“What we’re doing in transforming CCTV cameras into a powerful monitoring tool,” says Matthias Houllier, co-founder of Wintics, one of four French companies that won contracts to have their algorithms deployed at the Olympics. “With thousands of cameras, it’s impossible for police officers [to react to every camera.]”

Wintics won its first public contract in Paris in 2020, gathering data on the number of cyclists in different parts of the city to help Paris transport officials as they planned to build more bike lanes. By connecting its algorithms to 200 existing traffic cameras, Wintics’ system—which is still in operation—is able to first identify and then count cyclists in the middle of busy streets. When France announced it was looking for companies that could build algorithms to help improve security at this summer’s Olympics, Houllier considered this a natural evolution. “The technology is the same,” he says. “It’s analyzing anonymous shapes in public spaces.”

After training its algorithms on both open-source and synthetic data, Wintics’ systems have been adapted to, for example, count the number of people in a crowd or the number of people falling to the floor—alerting operators once the number exceeds a certain threshold.

“That’s it. There is no automatic decision,” explains Houllier. His team trained interior ministry officials how to use the company’s software and they decide how they want to deploy it, he says. “The idea is to raise the attention of the operator, so they can double check and decide what should be done.”

Houllier argues that his algorithms are a privacy-friendly alternative to controversial facial recognition systems used by past global sporting events, such as the 2022 Qatar World Cup. “Here we are trying to find another way,” he says. To him, letting the algorithms crawl CCTV footage is a way to ensure the event is safe without jeopardizing personal freedoms. “We are not analyzing any personal data. We are just looking at shapes, no face, no license plate recognition, no behavioral analytics.”
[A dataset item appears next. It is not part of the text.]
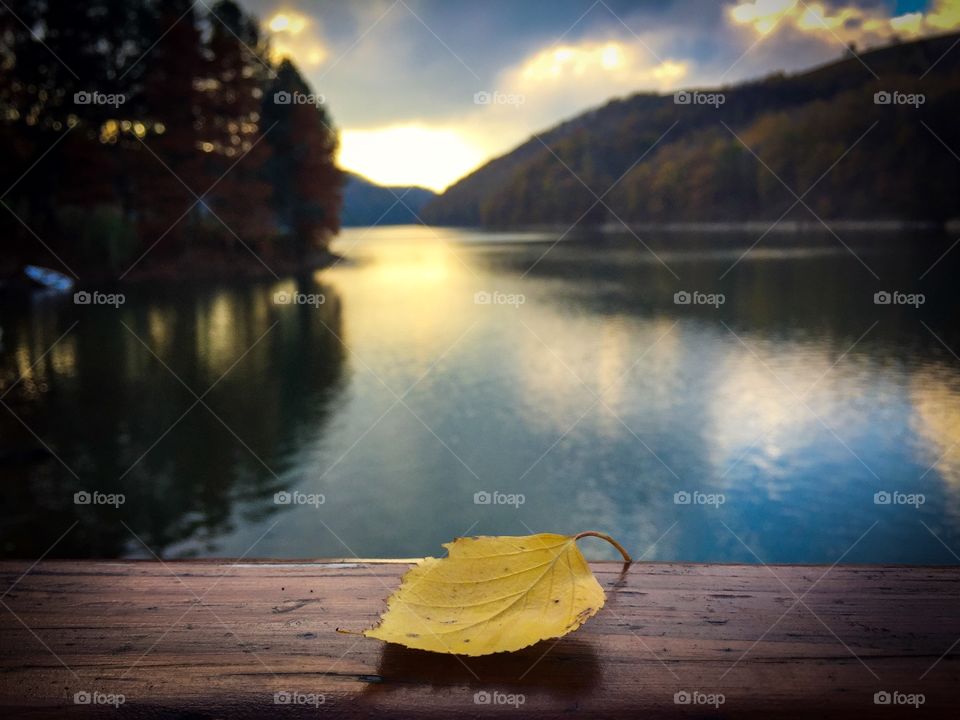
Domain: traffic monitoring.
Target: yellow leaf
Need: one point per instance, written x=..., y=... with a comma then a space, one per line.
x=493, y=594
However, privacy activists reject the idea that this technology protects people’s personal freedoms. In the 20th arrondissement, Noémie Levain, a member of the activist group La Quadrature du Net, has just received a delivery of 6,000 posters which the group plans to distribute, designed to warn her fellow Parisians about the “algorithmic surveillance” taking over their city and urging them to refuse the “authoritarian capture of public spaces.” She dismisses the idea that the algorithms are not processing personal data. “When you have images of people, you have to analyze all the data on the image, which is personal data, which is biometric data,” she says. “It’s exactly the same technology as facial recognition. It’s exactly the same principle.”

Levain is concerned the AI surveillance systems will remain in France long after the athletes leave. To her, these algorithms enable the police and security services to impose surveillance on wider stretches of the city. “This technology will reproduce the stereotypes of the police,” she says. “We know that they discriminate. We know that they always go in the same area. They always go and harass the same people. And this technology, as with every surveillance technology, will help them do that.”

As motorists rage in the city center at the security barriers blocking the streets, Levain is one of many Parisians planning to decamp to the south of France while the Olympics takes over. Yet she worries about the city that will greet her on her return. “The Olympics is an excuse,” she says. “They— the government, companies, the police—are already thinking about after.”